Nature Communications (Nov 2023)

Dostarlimab or pembrolizumab plus chemotherapy in previously untreated metastatic non-squamous non-small cell lung cancer: the randomized PERLA phase II trial

  • Sun Min Lim,
  • Solange Peters,
  • Ana Laura Ortega Granados,
  • Gustavo dix Junqueira Pinto,
  • Christian Sebastián Fuentes,
  • Giuseppe Lo Russo,
  • Michael Schenker,
  • Jin Seok Ahn,
  • Martin Reck,
  • Zsolt Szijgyarto,
  • Neda Huseinovic,
  • Eleftherios Zografos,
  • Elena Buss,
  • Neda Stjepanovic,
  • Sean O’Donnell,
  • Filippo de Marinis

DOI
https://doi.org/10.1038/s41467-023-42900-4
Journal volume & issue
Vol. 14, no. 1
pp. 1 – 12

Abstract

Read online

Abstract PERLA is a global, double-blind, parallel phase II trial (NCT04581824) comparing efficacy and safety of anti–PD-1 antibodies dostarlimab and pembrolizumab, plus chemotherapy (DCT and PCT, respectively) as first-line treatment in patients with metastatic non-squamous NSCLC without known targetable genomic aberrations. Patients stratified by PD-L1 tumor proportion score and smoking status were randomized 1:1, receiving ≤35 cycles 500 mg dostarlimab or 200 mg pembrolizumab, ≤35 cycles 500 mg/m2 pemetrexed and ≤4 cycles cisplatin (75 mg/m2) or carboplatin (AUC 5 mg/ml/min) Q3W. Primary endpoint was overall response rate (ORR) (blinded independent central review). Secondary endpoints include progression-free survival (PFS) based on investigator assessment, overall survival (OS) and safety. Exploratory endpoints include ORR by PD-L1 subgroup and duration of response. PERLA met its pre-specified endpoint. ORR (n/N; 95% CI) is 45% (55/121; 36.4–54.8) for DCT and 39% (48/122; 30.6–48.6) for PCT (data cut-off: 07 July 23), numerically favoring dostarlimab in PD-L1-positive subgroups.

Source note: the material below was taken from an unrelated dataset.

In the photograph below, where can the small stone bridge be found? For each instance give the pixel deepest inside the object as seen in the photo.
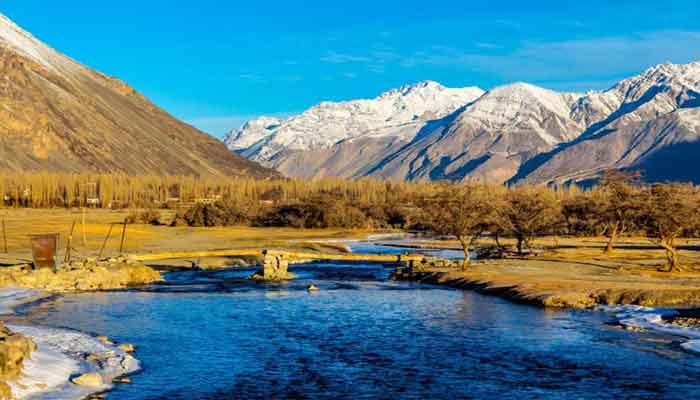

Median PFS (months [95% CI]) is 8.8 (6.7–10.4) for DCT and 6.7 (4.9–7.1) for PCT (HR 0.70 [95% CI: 0.50–0.98]; data cut-off: 04 August 22). Median OS (months [95% CI]) is 19.4 (14.5–NR) for DCT and 15.9 (11.6–19.3) for PCT (HR 0.75 [95% CI: 0.53–1.05]) (data cut-off: 07 July 23). Safety profiles are similar between groups. In this study, DCT shows similar efficacy to PCT and demonstrates clinical efficacy as first-line treatment for patients with metastatic non-squamous NSCLC.